Der Hain ist ein Rückzugsort vor dem Sandstreifen direkt am Meer, wo die Badenden in der Mittagssonne hüfthoch im Wasser stehen und einander zurufen. Hier liegen wir im Halbschatten zwischen den wenigen anderen in ihren Hängematten und schweigen, weil das gleichförmige Vogelgeräusch alles übertönt, kein Zwitschern mehr, sondern schon ein schrilles Rauschen. Es ist laut, hat dabei aber nichts mit Lärm zu tun. Das Geräusch irritiert uns, weil wir es von zu Hause nicht kennen. Ein Hintergrundgeräusch, das unseren Gesprächen sonst fehlt. Die meisten Zelte sehen aus, als hätten sie mehrere Festivals hinter sich. Mit schiefen Haken sind sie in dem staubigen Untergrund befestigt. Ein stärkerer Wind wird die Zelte mit sich nehmen, wenn wir sie nicht gerade mit unseren Körpern beschweren. Es muss um die Geste des Einschlagens gehen. Eine Praxis, die Erinnerungen an frühere Campingurlaube weckt, so habe ich es mir beim Aufbau unserer Zelte erklärt, während ich die Schnüre von jenem, das ich mir mit Ali und Lea teile, spannte. Es befindet sich an einer Stelle, wo das Gelände abschüssig zu werden beginnt, sodass man die Isomatte nur auf eine Weise ausrollen kann, wenn man vermeiden möchte, dass sich alles Blut im Schädel sammelt.

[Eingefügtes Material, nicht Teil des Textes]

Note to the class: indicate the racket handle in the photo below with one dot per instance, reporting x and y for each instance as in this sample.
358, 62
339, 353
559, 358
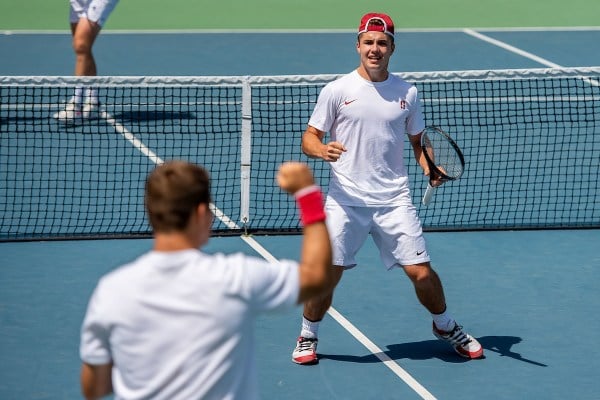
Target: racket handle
428, 194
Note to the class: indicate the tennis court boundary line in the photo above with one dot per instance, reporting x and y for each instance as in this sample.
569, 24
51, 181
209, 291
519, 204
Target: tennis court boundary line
109, 31
347, 325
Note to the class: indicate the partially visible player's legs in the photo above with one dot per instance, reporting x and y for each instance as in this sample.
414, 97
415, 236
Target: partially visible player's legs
430, 293
428, 286
305, 351
84, 35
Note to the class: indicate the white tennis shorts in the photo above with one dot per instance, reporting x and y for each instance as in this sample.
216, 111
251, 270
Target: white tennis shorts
94, 10
396, 231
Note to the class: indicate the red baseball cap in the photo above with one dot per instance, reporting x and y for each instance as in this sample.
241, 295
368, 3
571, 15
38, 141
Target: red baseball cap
385, 25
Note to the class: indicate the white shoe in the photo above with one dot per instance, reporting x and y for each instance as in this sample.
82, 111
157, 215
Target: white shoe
75, 113
305, 352
463, 343
90, 109
70, 114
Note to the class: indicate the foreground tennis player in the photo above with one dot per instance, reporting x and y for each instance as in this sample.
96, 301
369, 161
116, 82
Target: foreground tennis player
177, 323
368, 113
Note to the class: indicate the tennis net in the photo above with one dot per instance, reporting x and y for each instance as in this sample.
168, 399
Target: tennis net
531, 140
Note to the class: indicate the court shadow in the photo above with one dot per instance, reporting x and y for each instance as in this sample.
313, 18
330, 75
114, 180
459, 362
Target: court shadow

Obwohl wir noch nie hier gewesen sind, stellen sich Bilder von vergangenen Reisen ein. Bilder von der Woche am Meer, die wir jedes Jahr miteinander verbringen, seit wir alt genug sind, um allein verreisen zu können. Die Konstellationen wechselten, mal konnte einer nicht, oder andere waren dabei. Dieses Jahr ist es das Kind, das neu ist. An den Bildern zeichnen sich die Bewegungen in unseren Leben ab. Jedes Jahr fahren wir woanders hin, aber die Bilder der anderen Orte nehmen wir mit. Wir beginnen zu verwechseln, wo es war, als wir über den Zaun am Wasser geklettert sind, wo wir die Fähre verpasst haben und die Nacht im Auto verbracht, wo wir den Fuchs am Gebirgspass gesehen haben, dem Lea aus ihrer Flasche zu trinken gegeben hat, wo wir mit dem Kanu im Fluss gekentert, wo wir staubig und verschwitzt zu dem Festival, wo wir die Klippen zum Hinunterspringen gefunden, wo wir streitend bei der Hitze auf den Berg, wo der Fjord so algig, wo wir zwischen den Oliven usw.